If the segmental retaining wall (SRW) was built with mortar or glue is was not built properly and might have even built with concrete footing, all of which are contrary to the domestic and international installation requirements.

Those type of units are designed to be able to move slightly with Mother Nature and I have about 25 or more different straight, curved or angled walls built within 5 miles of me that vary in height from 0' to 25' high with no concrete footings. Some have solid cap units for finishing that are held in place with thick dabs of silicone adhesive and still allow small movement.

If you are lucky, it was built correctly and you will not unfortunately have a concrete footing with all the unnecessary rebar to remove.


----------



## rotarex (Mar 31, 2008)

Anyone has a 3d drawing or a link how these are suppose to be done properly ?


----------



## Chris Johnson (Apr 19, 2007)

6' high retaining wall needs an engineer, someones going to pay, just not you. Personally I would start with 'you need an engineer'.


----------



## rotarex (Mar 31, 2008)

Chris Johnson said:


> 6' high retaining wall needs an engineer, someones going to pay, just not you. Personally I would start with 'you need an engineer'.


There is an engineer report but I'm trying to avoid this whole wall thing as its not in my category of work. But the client wants 1 company to take it all and I'm through a reference and out 4 quotes she choose me because I know what I'm getting into for the other projects on the property. 

Soo ohh well gotta survey. Waiting on one to be made up by a company as the property don't have one. 
Then I can figure out what's going on


----------



## Creter (Oct 13, 2009)

rotarex said:


> I'm through a reference and out 4 quotes she choose me because I know what I'm getting into for the other projects on the property.


Three other quotes besides yours? She chose you? 

I'm not sure how you arrived at a quote to begin with.

How did you arrive at a number for this with all the what ifs and unknowns you apparently have with this SOW?


----------



## rotarex (Mar 31, 2008)

Creter said:


> Three other quotes besides yours? She chose you?
> 
> I'm not sure how you arrived at a quote to begin with.
> 
> How did you arrive at a number for this with all the what ifs and unknowns you apparently have with this SOW?

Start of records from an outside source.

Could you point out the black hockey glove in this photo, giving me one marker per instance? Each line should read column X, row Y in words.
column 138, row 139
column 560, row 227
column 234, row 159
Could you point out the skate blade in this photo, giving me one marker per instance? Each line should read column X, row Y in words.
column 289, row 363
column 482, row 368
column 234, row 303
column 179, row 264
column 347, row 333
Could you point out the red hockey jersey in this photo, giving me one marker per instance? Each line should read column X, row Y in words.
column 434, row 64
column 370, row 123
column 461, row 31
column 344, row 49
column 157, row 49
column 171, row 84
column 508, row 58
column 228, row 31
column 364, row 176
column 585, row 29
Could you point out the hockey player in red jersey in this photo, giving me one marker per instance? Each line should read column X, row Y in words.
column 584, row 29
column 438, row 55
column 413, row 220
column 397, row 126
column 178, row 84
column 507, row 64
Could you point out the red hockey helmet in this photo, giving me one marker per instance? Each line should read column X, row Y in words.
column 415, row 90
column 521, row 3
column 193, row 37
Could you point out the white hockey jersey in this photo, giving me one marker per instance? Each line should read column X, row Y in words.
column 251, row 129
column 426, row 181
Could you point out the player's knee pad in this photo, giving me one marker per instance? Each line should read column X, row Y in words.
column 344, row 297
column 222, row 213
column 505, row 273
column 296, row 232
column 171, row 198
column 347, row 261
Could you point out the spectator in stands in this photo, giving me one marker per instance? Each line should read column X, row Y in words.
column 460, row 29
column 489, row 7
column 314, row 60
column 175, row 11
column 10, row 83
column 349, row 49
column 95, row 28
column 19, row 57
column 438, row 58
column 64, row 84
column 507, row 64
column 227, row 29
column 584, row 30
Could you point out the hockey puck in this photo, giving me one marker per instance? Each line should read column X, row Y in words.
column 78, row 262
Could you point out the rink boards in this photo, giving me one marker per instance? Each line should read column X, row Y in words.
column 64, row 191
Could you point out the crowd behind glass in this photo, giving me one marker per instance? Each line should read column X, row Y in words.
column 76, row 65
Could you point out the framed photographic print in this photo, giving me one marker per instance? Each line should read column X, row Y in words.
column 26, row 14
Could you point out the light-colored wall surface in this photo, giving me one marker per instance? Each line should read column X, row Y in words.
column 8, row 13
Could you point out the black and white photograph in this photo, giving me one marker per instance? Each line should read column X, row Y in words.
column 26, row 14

There is an addition to do with a custom deck attached, shed in the back and remove the fence and re install 

Only the wall is not quoted yet but everything els is GtG


----------



## tgeb (Feb 9, 2006)

rotarex said:


> Anyone has a 3d drawing or a link how these are suppose to be done properly ?


http://www.ncma.org/resources/productuse/products/segmental/Pages/default.aspx

Here is a start. Might be most of what you need, short of an engineer stamp.


----------